Microsatellite Analysis with Linked Pedigree
Microsatellite Analysis (SSR, STR, VNTR, MLVA)
Microsatellites (also known as simple-sequence-repeats, simple-tandem-repeats, variable-nucleotidetandem-repeats in eukaryote research; and Multiple-Loci-VNTR-Analysis in microbial research) are widely used to determine the genotype of organisms based on naturally occuring variation. With eukaryotes, the genotypes are used in areas like population genetics, forensics, agriculture advancement. With bacteria and other microbes, MLVA is used for population genetics, to study transmission routes, sources of infection and the impact of vaccination and use of antibiotics on antibiotic resistance. GeneMarker decreases analysis set-up time, in comparison to GeneMapper®, Genotyper™, GeneScan®, CEQ™ Fragment Analysis Software, through automated correction of common genotyping problems including saturated and pull-up peaks, instrument spikes and stutter peaks. A flexible panel editor provides custom panels required for microsatellite analysis. GeneMarker’s automated Run Wizard is designed to make analysis quick, easy, and accurate; compatible with ABI PRISM® 310-3100-3130-3500, 3730, Beckman CEQ™ or MegaBACE™ genetic analyzers. Visit our webinar for additional details on Microsatellite Analysis Tools in GeneMarker Software.
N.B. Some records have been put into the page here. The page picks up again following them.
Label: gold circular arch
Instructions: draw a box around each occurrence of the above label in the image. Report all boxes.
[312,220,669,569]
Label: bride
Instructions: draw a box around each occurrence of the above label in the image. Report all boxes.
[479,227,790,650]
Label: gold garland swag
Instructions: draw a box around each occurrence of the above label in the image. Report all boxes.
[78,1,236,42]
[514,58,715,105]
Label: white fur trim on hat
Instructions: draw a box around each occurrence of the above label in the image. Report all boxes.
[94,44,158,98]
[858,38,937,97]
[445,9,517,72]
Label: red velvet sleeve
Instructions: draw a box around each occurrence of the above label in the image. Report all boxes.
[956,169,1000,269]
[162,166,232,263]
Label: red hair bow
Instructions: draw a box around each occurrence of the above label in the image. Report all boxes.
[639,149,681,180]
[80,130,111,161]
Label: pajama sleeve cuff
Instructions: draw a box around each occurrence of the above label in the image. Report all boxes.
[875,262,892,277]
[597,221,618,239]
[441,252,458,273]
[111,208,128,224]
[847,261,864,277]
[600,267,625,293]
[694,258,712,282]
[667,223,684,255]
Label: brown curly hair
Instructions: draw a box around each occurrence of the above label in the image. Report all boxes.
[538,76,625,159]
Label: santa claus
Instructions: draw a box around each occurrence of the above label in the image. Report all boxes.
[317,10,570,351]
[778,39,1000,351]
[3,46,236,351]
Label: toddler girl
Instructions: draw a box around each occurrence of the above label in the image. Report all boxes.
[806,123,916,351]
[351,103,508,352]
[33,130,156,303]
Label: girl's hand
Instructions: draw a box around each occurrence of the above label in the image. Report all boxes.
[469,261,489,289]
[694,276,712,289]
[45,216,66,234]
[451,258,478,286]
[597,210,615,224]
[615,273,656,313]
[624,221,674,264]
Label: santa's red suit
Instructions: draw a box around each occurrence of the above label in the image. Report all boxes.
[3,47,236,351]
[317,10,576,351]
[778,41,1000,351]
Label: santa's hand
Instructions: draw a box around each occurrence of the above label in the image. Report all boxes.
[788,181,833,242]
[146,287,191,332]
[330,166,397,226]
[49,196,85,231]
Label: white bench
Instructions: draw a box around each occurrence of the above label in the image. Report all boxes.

- Saturation Correction: Analysis of saturated data points by creating a synthetic peak based upon the peak
shape before and after saturation.
- Baseline Subtraction: The software removes the baseline so that the Y axis is above the noise level.
- Pull-up Correction: This function removes peaks caused by wavelength bleeding.
- Spike Correction: The software automatically removes peaks from voltage spikes caused by micro- air
bubbles or debris in the laser path.
- Stutter Peak Correction: The software automatically filters for stutter peaks caused by PCR slippage.
Linked Pedigree Tool
The user can either open an existing pedigree file of type ped or pre or create a new pedigree file in GeneMarker’s pedigree tool. The pedigree chart is designed to aid identification of inheritance patterns and abnormalities. All individuals in the pedigree with sample files are directly linked to the corresponding electropherograms with a mouse click, and individuals with illogical or abnormal allele calls are highlighted in red. The link between the pedigree and the electropherograms displaying allele calls for each marker make analysis makes analysis quick and efficient.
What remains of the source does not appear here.